As well as Glass Animals’ Dave Bayley, Elton has also recently collaborated with Island group Yard Act.
“I love them,” he said. ““I’ve become very close with James [Smith, frontman] and I love what they do.”
Elton also told us how Lewis Capaldi sought his opinion while making the hotly anticipated follow-up to his debut album, explaining that the advice he received early on in his career spurs him on to do the same.
“Whenever I see something that really affects me, I get hold of those people on the phone and say, ‘Listen, you don’t know me, but I thought that was brilliant, well done,’” he said. “I know Paul Weller does it and McCartney keeps his ear to the ground, but I just go a little step further. I make sure I telephone or FaceTime them, and then they become friends.”

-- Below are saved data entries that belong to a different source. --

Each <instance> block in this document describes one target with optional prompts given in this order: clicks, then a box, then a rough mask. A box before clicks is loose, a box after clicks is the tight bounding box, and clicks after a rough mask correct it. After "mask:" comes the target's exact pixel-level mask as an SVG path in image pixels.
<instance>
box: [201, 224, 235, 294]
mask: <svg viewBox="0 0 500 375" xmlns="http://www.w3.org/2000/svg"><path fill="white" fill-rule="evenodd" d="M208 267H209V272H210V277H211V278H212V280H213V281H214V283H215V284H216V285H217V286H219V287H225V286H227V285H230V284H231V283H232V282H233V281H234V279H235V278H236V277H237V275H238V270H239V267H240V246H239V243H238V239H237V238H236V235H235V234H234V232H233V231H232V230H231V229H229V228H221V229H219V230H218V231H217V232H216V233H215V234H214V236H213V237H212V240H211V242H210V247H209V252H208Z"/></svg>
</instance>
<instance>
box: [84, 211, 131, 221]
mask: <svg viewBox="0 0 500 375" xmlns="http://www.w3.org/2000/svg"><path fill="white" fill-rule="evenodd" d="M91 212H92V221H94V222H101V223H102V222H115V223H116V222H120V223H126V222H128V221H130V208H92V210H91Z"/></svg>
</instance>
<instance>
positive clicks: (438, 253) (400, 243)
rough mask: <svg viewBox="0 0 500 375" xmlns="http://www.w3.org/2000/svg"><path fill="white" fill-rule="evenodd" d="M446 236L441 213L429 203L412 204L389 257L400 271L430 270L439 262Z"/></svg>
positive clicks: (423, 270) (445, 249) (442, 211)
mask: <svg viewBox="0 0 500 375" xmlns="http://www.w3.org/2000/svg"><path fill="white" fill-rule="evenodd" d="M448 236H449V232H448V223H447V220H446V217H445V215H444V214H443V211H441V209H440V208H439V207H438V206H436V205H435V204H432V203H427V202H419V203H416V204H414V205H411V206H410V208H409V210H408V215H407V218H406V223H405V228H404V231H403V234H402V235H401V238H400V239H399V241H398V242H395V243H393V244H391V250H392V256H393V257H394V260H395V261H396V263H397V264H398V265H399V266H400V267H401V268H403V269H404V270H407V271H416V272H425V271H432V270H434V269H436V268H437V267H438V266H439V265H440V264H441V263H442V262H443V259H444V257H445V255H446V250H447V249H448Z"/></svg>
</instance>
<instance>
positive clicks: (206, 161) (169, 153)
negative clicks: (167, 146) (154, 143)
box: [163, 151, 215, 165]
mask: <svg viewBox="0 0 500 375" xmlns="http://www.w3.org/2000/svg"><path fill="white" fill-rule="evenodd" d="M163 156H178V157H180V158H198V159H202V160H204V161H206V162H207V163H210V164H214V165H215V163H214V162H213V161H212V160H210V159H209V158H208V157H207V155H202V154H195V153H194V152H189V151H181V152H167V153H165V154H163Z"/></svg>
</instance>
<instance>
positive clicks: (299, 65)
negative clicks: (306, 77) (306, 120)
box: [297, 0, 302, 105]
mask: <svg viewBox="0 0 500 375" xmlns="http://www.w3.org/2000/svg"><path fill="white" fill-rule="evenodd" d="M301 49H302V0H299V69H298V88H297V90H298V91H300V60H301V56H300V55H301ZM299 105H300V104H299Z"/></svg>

Sir Elton added: “It meant the world that George Harrison was getting in touch, or that The Band came to see me, that Leon Russell took me on tour, that Linda Ronstadt was at my concert. It’s nice to be able to give people that confidence.”
The 75-year-old also spoke about the changes he’s seen in the industry over the decades.
“A record now can hang around on the radio for a year, like Cold Heart for example,” he said. “In the old days, when you went into the charts, the record was gone in a week, so I made two albums a year, so did the Stones and The Beatles in the ’60s. It made me much more adventurous and creative. There was no social media. I’m not a big social media fan. I don’t have a phone so how can I be?”
In 2018, Elton signed a deal that means Universal Music Group’s global labels will “release all of Elton John’s new music for the rest of his career going forward.” His publishing, merchandise, brand management and licensing rights, plus five decades of catalogue, were also covered by the agreement.
The star stressed the importance of his relationship with UMG executives, particularly Universal Music Group chairman & CEO Sir Lucian Grainge, Universal Music Publishing Group chairman & CEO Jody Gerson and Universal Music UK CEO & chairman David Joseph.
“All I want to talk to the record company about is music,” he said. “I don’t want to talk about royalties – that’s David’s job. I talk to David Joseph or Lucian or [EVP at UMG] Michele Anthony or Jody or [Universal Music Enterprises president/CEO] Bruce Resnikoff about what I’m listening to and what’s great. As the musician and the writer, that’s all I want to do. I don’t want to get involved in the day-to-day stuff.”
Elton John emphasised that, as his latest golden era continues, he will continue to support new musicians. He used the emergence of Billie Eilish to underline his reasoning behind his continued excitement about the business.
“Billie Eilish was a breath of fresh air because there was no one ever like her,” he said. “She’s 20, made three albums and she’s blossomed as a performer. Those kind of people refresh everything. That’s what makes everything in the music business so special.”